Martin goes on the skids, sitting around drinking and eating, until he receives a disc and an apology from a researcher who had just committed suicide in New York. Martin pulls himself together, sells his share in the law firm and all his possessions and investments, creates a shell Evangelical organization, pretends to buy property and a skiff in the Bahamas, but really buys 270 acres in the middle of nowhere New Mexico. There he exercises, eats properly, becomes fit and buys and becomes extremely competent with sniper rifles and ammunition. He sets out to achieve what he considers justice by killing those responsible for making the wrong decisions.

Suspense is built by switching between three players: Walter Sherman, a locator, who, as a child never lost anything and developed a skill at finding people; three businessmen who desperately need a killer found, yet they don’t know who this person might be; and Leonard Martin. A fourth key individual is Isobel, an obit writer for the Times who is used by both Sherman and Martin for their own ends. Sherman has his own ethical concerns because it has been his practice to simply find people, not follow through once the lost have been recovered. The executives have their own ideas of justice/revenge for the killing of their own.

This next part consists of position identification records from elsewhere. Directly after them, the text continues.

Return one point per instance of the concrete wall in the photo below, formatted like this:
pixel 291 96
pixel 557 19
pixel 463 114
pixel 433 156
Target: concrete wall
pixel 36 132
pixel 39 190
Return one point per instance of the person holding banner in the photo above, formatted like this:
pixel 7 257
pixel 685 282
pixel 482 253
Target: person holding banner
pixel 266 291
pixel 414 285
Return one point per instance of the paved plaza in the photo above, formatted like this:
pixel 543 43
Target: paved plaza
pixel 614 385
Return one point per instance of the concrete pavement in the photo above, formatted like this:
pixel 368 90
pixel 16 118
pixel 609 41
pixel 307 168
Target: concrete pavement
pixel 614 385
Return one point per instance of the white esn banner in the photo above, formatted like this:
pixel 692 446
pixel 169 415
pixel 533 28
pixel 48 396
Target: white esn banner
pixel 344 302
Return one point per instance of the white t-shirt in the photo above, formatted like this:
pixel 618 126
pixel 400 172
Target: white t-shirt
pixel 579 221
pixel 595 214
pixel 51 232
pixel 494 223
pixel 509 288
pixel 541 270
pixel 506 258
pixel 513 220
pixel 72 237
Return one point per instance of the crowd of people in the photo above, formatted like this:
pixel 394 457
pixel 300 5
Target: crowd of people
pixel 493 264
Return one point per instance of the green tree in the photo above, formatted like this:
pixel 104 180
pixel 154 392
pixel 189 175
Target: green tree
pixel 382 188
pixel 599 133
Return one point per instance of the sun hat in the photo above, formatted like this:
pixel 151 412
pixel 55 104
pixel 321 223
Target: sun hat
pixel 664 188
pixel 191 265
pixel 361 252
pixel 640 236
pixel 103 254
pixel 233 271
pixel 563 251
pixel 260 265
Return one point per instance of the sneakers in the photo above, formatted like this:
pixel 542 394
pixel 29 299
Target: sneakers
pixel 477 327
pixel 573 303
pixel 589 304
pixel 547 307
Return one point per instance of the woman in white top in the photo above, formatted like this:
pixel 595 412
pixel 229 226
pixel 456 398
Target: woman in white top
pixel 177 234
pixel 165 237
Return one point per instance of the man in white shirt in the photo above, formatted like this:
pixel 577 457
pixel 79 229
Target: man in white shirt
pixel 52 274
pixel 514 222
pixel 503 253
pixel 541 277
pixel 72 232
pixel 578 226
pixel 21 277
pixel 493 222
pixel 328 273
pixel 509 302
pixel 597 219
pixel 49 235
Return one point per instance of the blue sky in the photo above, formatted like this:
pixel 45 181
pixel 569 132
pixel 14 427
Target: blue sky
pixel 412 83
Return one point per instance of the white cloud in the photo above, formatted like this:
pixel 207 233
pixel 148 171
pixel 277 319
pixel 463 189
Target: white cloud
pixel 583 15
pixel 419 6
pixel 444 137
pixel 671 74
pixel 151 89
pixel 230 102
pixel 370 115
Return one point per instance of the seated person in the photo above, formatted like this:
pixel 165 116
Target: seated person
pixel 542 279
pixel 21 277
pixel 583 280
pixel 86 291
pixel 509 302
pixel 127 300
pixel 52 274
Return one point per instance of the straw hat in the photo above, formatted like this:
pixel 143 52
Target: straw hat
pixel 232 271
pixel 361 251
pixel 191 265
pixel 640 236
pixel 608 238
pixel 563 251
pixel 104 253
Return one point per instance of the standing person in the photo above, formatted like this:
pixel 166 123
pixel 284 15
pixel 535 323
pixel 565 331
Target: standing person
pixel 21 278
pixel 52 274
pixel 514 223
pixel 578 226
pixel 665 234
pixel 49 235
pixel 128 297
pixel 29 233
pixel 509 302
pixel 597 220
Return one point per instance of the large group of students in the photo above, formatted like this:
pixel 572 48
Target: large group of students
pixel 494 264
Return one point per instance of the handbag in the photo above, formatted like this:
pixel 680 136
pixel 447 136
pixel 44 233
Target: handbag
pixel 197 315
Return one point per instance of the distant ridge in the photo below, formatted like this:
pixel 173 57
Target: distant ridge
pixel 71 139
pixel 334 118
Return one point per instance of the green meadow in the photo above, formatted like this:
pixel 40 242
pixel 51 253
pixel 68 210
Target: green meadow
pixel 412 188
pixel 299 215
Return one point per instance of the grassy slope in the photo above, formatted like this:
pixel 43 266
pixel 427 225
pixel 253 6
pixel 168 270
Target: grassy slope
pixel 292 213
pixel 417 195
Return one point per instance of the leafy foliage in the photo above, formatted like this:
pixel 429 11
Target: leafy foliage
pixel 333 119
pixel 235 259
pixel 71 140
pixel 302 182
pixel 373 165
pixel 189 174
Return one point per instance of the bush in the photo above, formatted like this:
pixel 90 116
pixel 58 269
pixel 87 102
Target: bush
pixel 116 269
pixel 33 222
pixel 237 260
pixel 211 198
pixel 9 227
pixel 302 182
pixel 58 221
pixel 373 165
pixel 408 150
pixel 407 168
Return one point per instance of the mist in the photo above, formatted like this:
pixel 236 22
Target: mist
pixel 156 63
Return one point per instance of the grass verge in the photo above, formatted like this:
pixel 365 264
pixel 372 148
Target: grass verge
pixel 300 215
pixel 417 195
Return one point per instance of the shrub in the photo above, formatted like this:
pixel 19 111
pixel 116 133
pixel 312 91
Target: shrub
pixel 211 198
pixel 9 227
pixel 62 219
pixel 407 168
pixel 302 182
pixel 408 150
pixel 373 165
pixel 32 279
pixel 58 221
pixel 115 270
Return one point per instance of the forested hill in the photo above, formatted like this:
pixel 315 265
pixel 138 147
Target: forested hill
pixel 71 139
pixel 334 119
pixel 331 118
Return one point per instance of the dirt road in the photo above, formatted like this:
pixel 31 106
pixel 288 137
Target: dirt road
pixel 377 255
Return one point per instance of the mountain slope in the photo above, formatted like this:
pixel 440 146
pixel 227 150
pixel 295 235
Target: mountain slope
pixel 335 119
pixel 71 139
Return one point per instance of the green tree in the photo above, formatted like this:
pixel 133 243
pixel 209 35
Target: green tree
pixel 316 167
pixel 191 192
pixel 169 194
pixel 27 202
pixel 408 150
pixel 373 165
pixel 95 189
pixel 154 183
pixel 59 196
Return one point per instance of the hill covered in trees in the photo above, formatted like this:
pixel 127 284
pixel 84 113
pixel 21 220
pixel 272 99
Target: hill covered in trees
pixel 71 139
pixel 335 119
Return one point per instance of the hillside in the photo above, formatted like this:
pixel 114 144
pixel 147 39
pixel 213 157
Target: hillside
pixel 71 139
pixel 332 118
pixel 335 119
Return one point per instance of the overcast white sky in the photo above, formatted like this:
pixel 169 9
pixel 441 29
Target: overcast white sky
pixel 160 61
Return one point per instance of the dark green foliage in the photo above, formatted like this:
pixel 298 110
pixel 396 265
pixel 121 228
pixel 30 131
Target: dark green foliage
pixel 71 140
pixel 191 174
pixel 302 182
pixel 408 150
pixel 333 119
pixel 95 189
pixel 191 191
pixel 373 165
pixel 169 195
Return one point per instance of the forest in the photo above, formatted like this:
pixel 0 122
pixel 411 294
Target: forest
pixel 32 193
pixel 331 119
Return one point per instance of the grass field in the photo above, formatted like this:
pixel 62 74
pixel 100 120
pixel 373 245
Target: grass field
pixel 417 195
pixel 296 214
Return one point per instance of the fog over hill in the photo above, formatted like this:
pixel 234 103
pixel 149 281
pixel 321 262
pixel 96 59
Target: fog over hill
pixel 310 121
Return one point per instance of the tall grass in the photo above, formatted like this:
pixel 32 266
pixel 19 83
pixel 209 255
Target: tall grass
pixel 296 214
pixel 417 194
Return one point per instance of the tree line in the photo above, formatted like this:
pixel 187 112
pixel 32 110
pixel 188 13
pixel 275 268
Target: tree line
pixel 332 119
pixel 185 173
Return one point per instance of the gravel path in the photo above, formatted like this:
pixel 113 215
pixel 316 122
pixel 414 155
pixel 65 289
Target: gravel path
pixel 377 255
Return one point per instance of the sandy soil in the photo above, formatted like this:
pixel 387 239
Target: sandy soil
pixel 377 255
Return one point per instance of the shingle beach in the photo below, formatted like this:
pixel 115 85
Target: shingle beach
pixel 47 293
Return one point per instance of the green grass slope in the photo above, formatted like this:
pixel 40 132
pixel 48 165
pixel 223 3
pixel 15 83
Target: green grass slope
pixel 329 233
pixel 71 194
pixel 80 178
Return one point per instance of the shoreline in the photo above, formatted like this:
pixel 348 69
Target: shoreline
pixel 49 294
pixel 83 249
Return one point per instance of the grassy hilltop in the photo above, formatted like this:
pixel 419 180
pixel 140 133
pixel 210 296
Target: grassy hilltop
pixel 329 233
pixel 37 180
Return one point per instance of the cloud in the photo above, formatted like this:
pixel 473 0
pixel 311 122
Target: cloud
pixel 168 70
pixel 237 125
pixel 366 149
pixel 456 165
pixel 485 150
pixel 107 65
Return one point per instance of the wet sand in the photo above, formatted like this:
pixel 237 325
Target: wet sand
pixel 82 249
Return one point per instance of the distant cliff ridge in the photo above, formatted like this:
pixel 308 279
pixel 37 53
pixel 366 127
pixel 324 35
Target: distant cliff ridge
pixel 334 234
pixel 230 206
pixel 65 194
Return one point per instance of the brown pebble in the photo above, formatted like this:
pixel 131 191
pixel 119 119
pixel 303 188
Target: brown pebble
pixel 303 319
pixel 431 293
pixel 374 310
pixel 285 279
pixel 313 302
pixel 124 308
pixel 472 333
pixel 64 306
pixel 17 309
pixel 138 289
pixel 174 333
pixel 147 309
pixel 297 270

If you are a vegetarian you will find much to like in this book since the author goes out of his way to condemn the way animals are killed and processed and the lackadaisical method of inspection, not to mention the callous indifference of corporate executives interested only in how a cost-benefit analysis of people dying from e-coli poisoning will affect their stock prices.

You can see what’s coming but it’s really well put together and just rivets your attention. Some may feel that Greener’s occasional screeds against the media, meat industry and corporate indifference to be not germane to the story. I did not find that to be true. And I must admit to some sympathy for Martin. In fact, I remain surprised that there are still some Wall Street execs walking around.